Le délai doit être repoussé

ÉDITORIAL / Les propriétaires de résidences situées dans la nouvelle zone d’intervention spéciale, établie par le gouvernement du Québec, ont jusqu’au 19 août pour déposer une requête visant l’exclusion de leur propriété de cette zone. Et ils doivent le faire par l’entremise de leur ville ou de leur municipalité. C’est un délai beaucoup trop court, surtout compte tenu de la période des vacances estivales.

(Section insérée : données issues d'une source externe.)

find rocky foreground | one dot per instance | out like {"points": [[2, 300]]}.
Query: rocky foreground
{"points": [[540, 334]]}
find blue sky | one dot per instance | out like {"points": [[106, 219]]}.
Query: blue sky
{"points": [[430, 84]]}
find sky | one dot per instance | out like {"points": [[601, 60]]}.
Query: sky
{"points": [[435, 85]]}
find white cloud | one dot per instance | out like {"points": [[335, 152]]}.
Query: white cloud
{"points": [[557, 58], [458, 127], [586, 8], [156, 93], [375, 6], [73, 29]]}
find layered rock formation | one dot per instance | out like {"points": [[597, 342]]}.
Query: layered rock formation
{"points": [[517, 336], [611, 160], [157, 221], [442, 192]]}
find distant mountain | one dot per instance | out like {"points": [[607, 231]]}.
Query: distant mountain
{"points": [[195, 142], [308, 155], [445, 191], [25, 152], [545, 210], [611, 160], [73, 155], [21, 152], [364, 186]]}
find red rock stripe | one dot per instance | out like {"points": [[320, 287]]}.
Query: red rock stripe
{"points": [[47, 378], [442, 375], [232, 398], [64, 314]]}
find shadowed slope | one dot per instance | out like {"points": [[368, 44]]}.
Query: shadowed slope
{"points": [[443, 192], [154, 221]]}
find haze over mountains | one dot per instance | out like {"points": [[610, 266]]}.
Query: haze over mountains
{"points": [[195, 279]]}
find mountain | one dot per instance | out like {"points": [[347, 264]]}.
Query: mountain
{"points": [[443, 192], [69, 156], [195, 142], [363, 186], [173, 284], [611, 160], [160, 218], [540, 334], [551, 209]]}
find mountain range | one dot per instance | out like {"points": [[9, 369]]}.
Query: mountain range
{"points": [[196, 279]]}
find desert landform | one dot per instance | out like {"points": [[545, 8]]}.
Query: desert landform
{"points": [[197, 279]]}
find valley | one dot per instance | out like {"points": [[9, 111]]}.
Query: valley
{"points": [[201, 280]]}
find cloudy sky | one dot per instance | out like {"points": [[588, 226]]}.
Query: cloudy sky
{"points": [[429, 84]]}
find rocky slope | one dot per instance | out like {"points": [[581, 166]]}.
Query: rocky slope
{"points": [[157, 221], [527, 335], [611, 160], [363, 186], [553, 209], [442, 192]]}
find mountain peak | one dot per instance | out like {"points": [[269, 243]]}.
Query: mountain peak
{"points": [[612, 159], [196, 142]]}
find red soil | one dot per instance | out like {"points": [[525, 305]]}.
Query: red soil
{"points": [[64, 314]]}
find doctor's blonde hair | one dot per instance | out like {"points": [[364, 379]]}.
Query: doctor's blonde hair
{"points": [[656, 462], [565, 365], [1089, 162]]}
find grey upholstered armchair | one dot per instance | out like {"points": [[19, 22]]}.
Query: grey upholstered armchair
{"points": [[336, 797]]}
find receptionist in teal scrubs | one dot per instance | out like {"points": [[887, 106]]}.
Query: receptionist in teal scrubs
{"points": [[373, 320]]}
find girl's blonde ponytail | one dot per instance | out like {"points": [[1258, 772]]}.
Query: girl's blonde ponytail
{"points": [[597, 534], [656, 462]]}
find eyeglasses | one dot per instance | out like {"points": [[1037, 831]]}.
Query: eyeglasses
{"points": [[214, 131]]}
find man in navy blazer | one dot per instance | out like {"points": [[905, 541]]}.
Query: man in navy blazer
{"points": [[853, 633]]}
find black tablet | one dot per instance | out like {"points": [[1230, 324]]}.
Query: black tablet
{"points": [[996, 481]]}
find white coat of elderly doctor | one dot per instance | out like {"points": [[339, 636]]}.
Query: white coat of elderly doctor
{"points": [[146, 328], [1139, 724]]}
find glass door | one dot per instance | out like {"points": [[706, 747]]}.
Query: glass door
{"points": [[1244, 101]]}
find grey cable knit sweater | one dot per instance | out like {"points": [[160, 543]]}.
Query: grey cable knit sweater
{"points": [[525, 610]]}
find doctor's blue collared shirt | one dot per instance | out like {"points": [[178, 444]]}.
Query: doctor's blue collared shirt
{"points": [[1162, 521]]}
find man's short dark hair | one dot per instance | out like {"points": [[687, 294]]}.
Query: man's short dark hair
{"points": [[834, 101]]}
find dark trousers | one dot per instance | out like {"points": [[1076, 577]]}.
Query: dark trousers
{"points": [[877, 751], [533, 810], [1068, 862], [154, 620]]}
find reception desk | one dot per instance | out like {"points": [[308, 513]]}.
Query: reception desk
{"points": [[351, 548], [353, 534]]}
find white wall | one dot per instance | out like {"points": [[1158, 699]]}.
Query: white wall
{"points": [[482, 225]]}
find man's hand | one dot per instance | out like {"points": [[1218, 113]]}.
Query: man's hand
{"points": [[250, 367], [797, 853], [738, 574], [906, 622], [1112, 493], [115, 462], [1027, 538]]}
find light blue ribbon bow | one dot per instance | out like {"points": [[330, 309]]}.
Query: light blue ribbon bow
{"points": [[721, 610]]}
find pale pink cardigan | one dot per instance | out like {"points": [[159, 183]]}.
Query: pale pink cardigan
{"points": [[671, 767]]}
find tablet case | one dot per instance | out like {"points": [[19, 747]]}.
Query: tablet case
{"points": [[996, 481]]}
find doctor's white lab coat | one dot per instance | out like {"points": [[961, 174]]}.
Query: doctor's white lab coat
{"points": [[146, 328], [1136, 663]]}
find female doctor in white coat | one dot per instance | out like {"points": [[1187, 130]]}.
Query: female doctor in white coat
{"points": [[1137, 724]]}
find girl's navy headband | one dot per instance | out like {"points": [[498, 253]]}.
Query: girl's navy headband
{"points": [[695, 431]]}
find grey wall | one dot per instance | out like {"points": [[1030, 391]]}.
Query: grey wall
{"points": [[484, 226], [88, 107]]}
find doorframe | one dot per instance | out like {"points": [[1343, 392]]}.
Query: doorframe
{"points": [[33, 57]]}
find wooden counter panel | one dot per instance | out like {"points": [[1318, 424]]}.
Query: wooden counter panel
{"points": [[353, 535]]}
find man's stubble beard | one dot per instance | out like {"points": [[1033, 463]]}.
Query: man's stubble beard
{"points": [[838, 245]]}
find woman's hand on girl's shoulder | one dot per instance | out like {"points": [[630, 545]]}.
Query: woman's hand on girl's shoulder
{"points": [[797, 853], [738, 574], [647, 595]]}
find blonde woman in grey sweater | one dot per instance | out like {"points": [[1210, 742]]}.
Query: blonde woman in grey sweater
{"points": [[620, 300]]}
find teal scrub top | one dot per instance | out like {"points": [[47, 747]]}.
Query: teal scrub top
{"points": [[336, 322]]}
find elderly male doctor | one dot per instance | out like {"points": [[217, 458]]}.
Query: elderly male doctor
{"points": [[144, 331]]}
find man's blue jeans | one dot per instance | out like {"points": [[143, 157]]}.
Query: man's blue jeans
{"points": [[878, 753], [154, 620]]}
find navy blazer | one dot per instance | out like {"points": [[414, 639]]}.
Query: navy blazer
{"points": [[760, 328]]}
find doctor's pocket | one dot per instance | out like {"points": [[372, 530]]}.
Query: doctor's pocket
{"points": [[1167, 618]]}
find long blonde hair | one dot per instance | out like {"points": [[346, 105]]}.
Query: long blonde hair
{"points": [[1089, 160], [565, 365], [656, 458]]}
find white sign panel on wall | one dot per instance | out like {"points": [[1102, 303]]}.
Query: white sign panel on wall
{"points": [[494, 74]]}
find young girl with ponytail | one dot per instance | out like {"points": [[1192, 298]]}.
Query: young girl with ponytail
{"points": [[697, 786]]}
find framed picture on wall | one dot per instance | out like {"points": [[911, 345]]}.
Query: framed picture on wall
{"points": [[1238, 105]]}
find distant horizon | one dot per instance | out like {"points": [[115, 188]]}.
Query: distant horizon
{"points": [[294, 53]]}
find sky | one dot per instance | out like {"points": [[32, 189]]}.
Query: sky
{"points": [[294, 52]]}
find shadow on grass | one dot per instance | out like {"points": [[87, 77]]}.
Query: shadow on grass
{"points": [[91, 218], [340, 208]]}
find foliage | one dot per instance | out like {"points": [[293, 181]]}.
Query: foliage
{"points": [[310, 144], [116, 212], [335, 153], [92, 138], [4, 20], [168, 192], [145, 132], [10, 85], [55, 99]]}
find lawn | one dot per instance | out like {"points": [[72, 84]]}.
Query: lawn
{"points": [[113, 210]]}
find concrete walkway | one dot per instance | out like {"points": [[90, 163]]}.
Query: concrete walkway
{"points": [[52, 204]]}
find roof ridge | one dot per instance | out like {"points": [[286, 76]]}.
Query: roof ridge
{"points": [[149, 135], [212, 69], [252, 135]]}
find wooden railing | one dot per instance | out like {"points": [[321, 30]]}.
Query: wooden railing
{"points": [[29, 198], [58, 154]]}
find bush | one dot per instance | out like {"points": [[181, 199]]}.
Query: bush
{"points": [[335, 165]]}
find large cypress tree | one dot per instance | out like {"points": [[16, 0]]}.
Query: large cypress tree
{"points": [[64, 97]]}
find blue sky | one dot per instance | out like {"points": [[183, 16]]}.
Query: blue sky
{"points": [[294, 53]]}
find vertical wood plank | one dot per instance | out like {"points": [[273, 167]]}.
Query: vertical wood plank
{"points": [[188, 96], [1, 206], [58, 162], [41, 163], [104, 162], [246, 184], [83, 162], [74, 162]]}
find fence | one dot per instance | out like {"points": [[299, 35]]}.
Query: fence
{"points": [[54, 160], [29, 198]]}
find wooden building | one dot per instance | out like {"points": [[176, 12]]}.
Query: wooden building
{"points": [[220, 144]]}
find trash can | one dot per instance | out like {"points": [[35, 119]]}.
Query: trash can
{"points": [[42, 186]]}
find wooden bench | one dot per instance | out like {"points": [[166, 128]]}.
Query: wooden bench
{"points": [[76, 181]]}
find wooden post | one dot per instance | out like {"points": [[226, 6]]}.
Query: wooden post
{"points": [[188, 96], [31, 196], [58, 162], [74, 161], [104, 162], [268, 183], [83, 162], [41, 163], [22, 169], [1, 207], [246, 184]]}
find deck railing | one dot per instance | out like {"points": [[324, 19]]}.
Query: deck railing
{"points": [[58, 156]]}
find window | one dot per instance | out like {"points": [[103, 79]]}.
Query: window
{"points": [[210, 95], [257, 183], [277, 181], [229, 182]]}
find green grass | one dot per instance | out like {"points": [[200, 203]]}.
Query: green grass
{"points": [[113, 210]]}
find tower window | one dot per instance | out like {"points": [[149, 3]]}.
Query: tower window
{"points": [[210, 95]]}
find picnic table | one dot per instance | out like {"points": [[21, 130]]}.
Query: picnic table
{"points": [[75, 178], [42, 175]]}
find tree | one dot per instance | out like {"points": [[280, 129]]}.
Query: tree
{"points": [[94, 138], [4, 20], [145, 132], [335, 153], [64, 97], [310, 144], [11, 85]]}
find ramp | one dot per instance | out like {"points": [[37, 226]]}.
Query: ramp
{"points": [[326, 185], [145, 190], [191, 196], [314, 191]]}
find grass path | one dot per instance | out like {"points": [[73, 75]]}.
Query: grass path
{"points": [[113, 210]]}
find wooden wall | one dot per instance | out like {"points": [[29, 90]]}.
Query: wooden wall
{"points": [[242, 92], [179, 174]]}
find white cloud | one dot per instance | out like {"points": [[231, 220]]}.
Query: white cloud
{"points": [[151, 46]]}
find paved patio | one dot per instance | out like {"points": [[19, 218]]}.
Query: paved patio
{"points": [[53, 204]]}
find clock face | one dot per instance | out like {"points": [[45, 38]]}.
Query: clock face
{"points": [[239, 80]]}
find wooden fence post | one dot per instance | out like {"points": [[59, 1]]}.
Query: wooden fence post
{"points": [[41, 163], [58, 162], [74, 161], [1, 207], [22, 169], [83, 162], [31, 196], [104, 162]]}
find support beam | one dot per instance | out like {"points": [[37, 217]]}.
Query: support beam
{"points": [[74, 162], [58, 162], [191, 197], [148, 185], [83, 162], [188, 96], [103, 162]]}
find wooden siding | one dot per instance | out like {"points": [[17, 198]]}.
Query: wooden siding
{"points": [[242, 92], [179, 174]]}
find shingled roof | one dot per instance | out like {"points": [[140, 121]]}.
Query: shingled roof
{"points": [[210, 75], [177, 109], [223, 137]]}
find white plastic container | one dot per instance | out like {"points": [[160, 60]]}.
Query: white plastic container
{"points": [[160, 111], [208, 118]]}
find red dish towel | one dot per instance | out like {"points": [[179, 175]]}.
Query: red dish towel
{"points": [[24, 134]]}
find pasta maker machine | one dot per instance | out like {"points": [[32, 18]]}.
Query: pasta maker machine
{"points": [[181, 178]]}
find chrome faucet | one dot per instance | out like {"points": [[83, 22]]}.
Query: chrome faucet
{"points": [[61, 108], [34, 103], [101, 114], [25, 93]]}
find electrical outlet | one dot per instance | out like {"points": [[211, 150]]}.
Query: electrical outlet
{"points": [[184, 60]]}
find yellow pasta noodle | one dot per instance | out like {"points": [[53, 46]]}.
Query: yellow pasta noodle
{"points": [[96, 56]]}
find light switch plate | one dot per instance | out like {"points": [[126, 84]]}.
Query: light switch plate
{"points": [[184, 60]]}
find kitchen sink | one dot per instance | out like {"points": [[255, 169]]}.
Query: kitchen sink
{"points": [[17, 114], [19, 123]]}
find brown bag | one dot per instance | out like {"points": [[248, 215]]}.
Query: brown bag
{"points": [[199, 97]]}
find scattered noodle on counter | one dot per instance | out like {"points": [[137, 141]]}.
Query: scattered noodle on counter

Le gouvernement, on le sait, a mis en place un décret établissant une zone d’intervention spéciale et imposant un moratoire qui interdit dans les secteurs inondables la reconstruction d’une bâtisse si les dommages causés par une inondation dépassent 50 % de sa valeur. Les citoyens qui veulent déposer une demande d’exclusion de la zone ont jusqu’au 19 août pour se manifester.

Le maire de Trois-Rivières, Jean Lamarche, a raison de demander au gouvernement du Québec d’allonger le délai permettant le dépôt de telles requêtes. Depuis l’annonce du décret et le dépôt de la controversée carte des secteurs situés en zone inondable, les appels de citoyens se multiplient et on anticipe, évidemment, une surcharge de travail liée à cette nouvelle réglementation.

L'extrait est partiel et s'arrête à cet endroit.